Personally I would be concerned about the architecture you are using if you 
have long running tasks like you describe. It is not usually a good idea to use 
'multiprocessing.Process' to create sub processes directly from a web server 
process to perform work. A better architecture would be to off load the work 
into a queue using something like Celery and have the separate job processing 
system pull the jobs from the queue and process them. You would also be better 
off to model the interaction from the front end as queueing the job and 
immediately responding with an acknowledgement to say is queued. The front end 
can then start polling periodically to see if the job has finished, and when it 
has it would get the response back. The front end can then display the data or 
save it locally as needed.

This model avoids the problem of requests being parked doing nothing for a long 
time, which with your server configuration is going to be hugely expensive on 
memory and not scale very well because of limitations of using WSGI 
process/threading model.

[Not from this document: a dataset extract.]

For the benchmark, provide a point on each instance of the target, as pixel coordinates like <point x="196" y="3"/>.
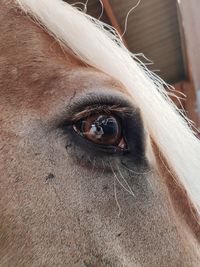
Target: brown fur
<point x="55" y="211"/>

You might even consider not using a WSGI application 
at all. Instead, use an async web application paired with Celery for execution 
of the jobs. Using an async web application means you can handle as many parked 
requests as you want and they can quite happily sit there waiting for Celery to 
finish the job and don't need to use polling. Only thing am not sure about in 
that is what async clients there are for Celery.

Graham

> On 10 Aug 2020, at 9:09 pm, Paul Royik <[email protected]> wrote:
> 
> My django app makes heavy calculations which can be infinite.

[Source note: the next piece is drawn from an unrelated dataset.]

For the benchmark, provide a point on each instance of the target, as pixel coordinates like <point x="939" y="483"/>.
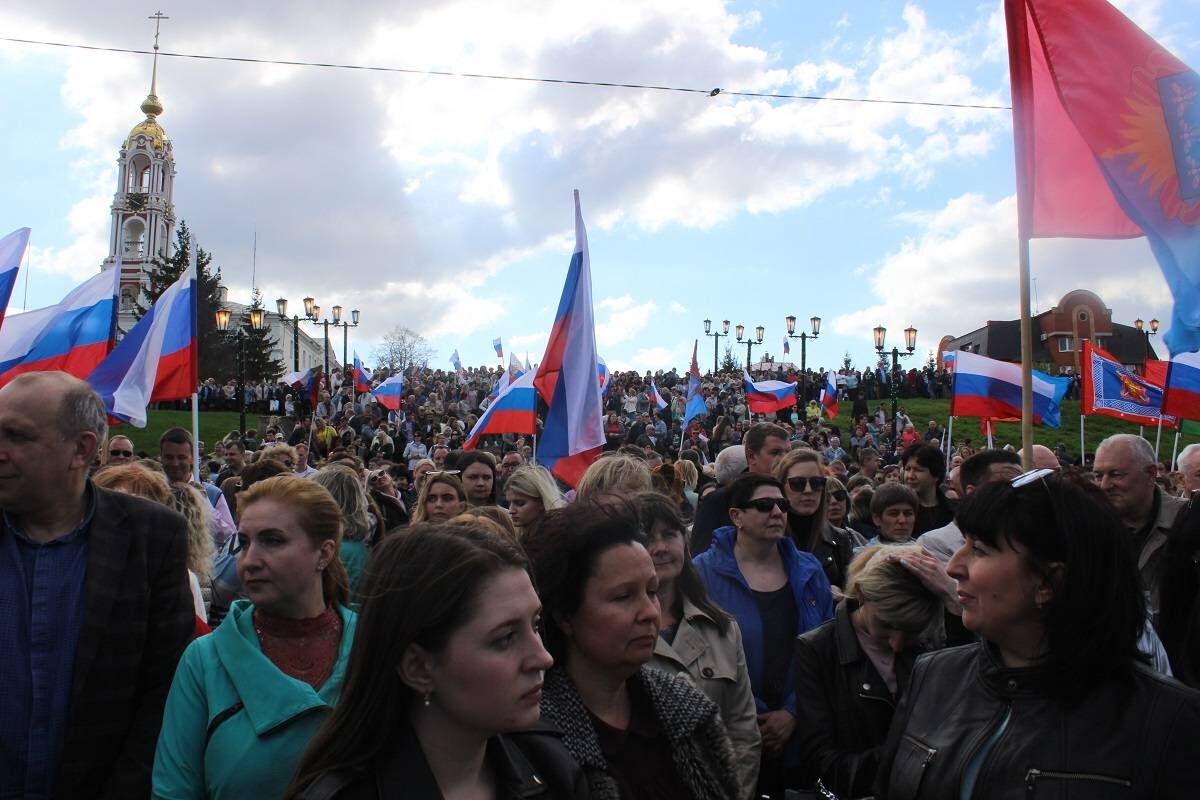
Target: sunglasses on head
<point x="798" y="483"/>
<point x="766" y="504"/>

> That's why, when user enters the site, i.e. makes a request, heavy 
> calculations are wrapped into multiprocessing.Process which runs at most 7 
> seconds.
> I can't use threads, because third-party packages are not thread-safe.
> 
> So, I have around 30 concurrent requests per second. If each request can take 
> up to 7 seconds, then it is 30*7=210 concurrent requests in the worst case.
> Each of these concurrent requests opens  multiprocessing.Process, which gives 
> (I guess) 210*2=420 (close to 500) concurrent requests in the worst case.

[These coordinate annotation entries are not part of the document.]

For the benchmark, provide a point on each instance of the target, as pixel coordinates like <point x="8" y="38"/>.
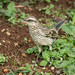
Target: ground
<point x="12" y="37"/>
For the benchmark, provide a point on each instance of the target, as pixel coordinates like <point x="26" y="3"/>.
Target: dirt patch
<point x="12" y="37"/>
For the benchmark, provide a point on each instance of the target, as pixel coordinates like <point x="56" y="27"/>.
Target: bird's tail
<point x="58" y="25"/>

> That' how I got 500 requests. Possibly, my calculations are incorrect.
> 
> Average page load time (average response times) is 10 seconds. 
> 
> I use MPM worker.
> 
> I set WSGIProcessGroup
> 
> StartServers 100
> ServerLimit 500
> 
> ThreadsPerChild 1
> ThreadLimit 1
> 
> MaxRequestWorkers 500
> MaxConnectionsPerChild 10000
> 
> WSGIApplicationGroup %{GLOBAL}
> WSGIDaemonProcess django_app processes=75 threads=1 python-path='...' 
> maximum-requests=10000 request-timeout=20
> WSGIProcessGroup django_app
> WSGIRestrictEmbedded On
> WSGILazyInitialization On
> 
> 
> On Monday, August 10, 2020 at 1:12:30 PM UTC+3, Graham Dumpleton wrote:
> What sort of application are you running?
> 
> What is your average response times?
> 
> Do you have long running requests, if yes, how long?
> 
> What Apache MPM are you actually using?
> 
> My initial impression is that is a quite poor configuration which is only 
> going to chew up huge amounts of memory for no good reason, but I don't know 
> your application requirements.
> 
> Also, are you even setting WSGIProcessGroup?  If it isn't set it makes the 
> whole daemon process configuration moot as it isn't even being used.
> 
>> On 10 Aug 2020, at 7:24 pm, Paul Royik <distan...@ <>gmail.com 
>> <http://gmail.com/>> wrote:
>> 
>> StartServers 50
>> ServerLimit 200
>> 
>> ThreadsPerChild 1
>> ThreadLimit 1
>> 
>> MaxRequestWorkers 200
>> MaxConnectionsPerChild 10000
>> 
>> WSGIApplicationGroup %{GLOBAL}
>> WSGIDaemonProcess process processes=75 threads=1
>> 
>> 
>> Is it enough? Or can it handle only 75 concurrent requests? I don't know how 
>> to synchronize apache and mod_wsgi settings.